国学院久我山(東京A)が前橋育英に1-0で競り勝ち、7度目の出場で初の4強に進出した。

 前半から、持ち味の少ないタッチ数でのパス回しで相手のプレスをかいくぐり、主導権を握る。前半終了間際、相手の決定機でGKが飛び出し、ゴールが無人になるも、MF宮原直央主将(3年)がゴール前をカバーし相手のシュートを阻止した。

 大ピンチを脱すると、0-0で迎えた後半12分、FW渋谷雅也(2年)のパスを右サイドで受けたFW内桶峻(3年)が中に切れ込みミドルシュート。ゴール右上に突き刺し先制する。終盤は、相手のロングボール主体の猛攻を受けるも、セカンドボールの的確な予測と、体を張ってゴール前のスペースを消す堅守で守りきった。

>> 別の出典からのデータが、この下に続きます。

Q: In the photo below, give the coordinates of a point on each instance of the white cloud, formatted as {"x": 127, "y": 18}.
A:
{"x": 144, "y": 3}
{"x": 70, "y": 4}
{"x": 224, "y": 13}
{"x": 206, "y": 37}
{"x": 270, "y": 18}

 新しい歴史を刻む試合終了のホイッスルと同時に、イレブンはガッツポーズした。メンバーはJのジュニアユースから上がれなかった選手が大半だ。一般受験で文武両道を目指し、門を叩いた選手もいる。今季から指揮を執る清水恭孝監督(43)は身長163センチのFW渋谷、167センチのMF名倉を例に挙げ「小柄だし(Jユースの)トップでは厳しいかもしれないが足元の技術は高い。私たちのサッカーをやるためには必要な選手」と話す。。

 国学院久我山サッカーの根幹は、前監督の李済華氏(現J3沖縄GM)が培ってきたパスサッカーだ。日常の練習は2時間と限られているが、パスとトラップの基本技術練習を徹底させている。夏の全国高校総体では、初戦に明徳義塾に逆転負け。清水監督は「このチームはメンタルの強さが課題」としていたが、総体直後の夏合宿で初めて坂道ダッシュなど厳しいメニューを取り組み、欠けていた「粘り」が生まれた。1点を守りきる集中力も、夏から大きく成長した部分だ。

 前橋育英には7大会前、準々決勝で対戦し敗れていた。宮原主将は「素直に嬉しい。今年の久我山の良さは1点勝負で勝ちきること。そこが勝てた大きな要因」と振り返った。次戦は埼玉スタジアムで青森山田と対戦する。宮原主将は「中3日で最高の準備をして、目の前の準決勝に挑みたい」と話した。